Продолжительное время в трубке только однотонно звенел электрический ток.
— Дрянь дело, дрянь! — сказал Мартынюк после раздумья. — Вот уж, право, чего совсем не ждешь… Ладно, принимай пока дивизию. Врачи-то ваши где? Есть там кому перевязать и все прочее?
— Фельдшер только и санинструкторы. Медчасть отстала, и близко еще нет… А если бы срочно прооперировать, может, что и вышло…
— Налаживайте тогда Остроухова в Лаптевку, в армейский госпиталь. Я туда позвоню, чтоб приготовились, сделали все, что только в силах. Есть на чем везти?
— Одни конные повозки.
— Хорошо, я скомандую, чтоб машину подогнали.

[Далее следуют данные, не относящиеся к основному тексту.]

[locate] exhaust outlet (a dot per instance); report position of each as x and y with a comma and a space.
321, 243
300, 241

Передай там Остроухову от меня — мол, сожалею, пускай поправляется… За дивизию пусть не думает — все сделаем, как надо…
— Слушаюсь, товарищ генерал-лейтенант.
— На исходные полки вывели?
— Размещаем, товарищ генерал-лейтенант.
— Побыстрей нужно. Немец как — тихо?
— Да в общем — тихо…
— Значит, не учуял еще. А то б уже пробомбил. Но ты — того, тишине не доверяй. Смотри в оба!
— Я хотел разведку выслать, прощупать их.
— Не надо. Обнаружат, что лазаем, щупаем, сразу поймут: что-то готовим, затеяли. А насторожатся — считай, главное упустил. Внезапность — она лучше! У врага учись, как они внезапность применяют.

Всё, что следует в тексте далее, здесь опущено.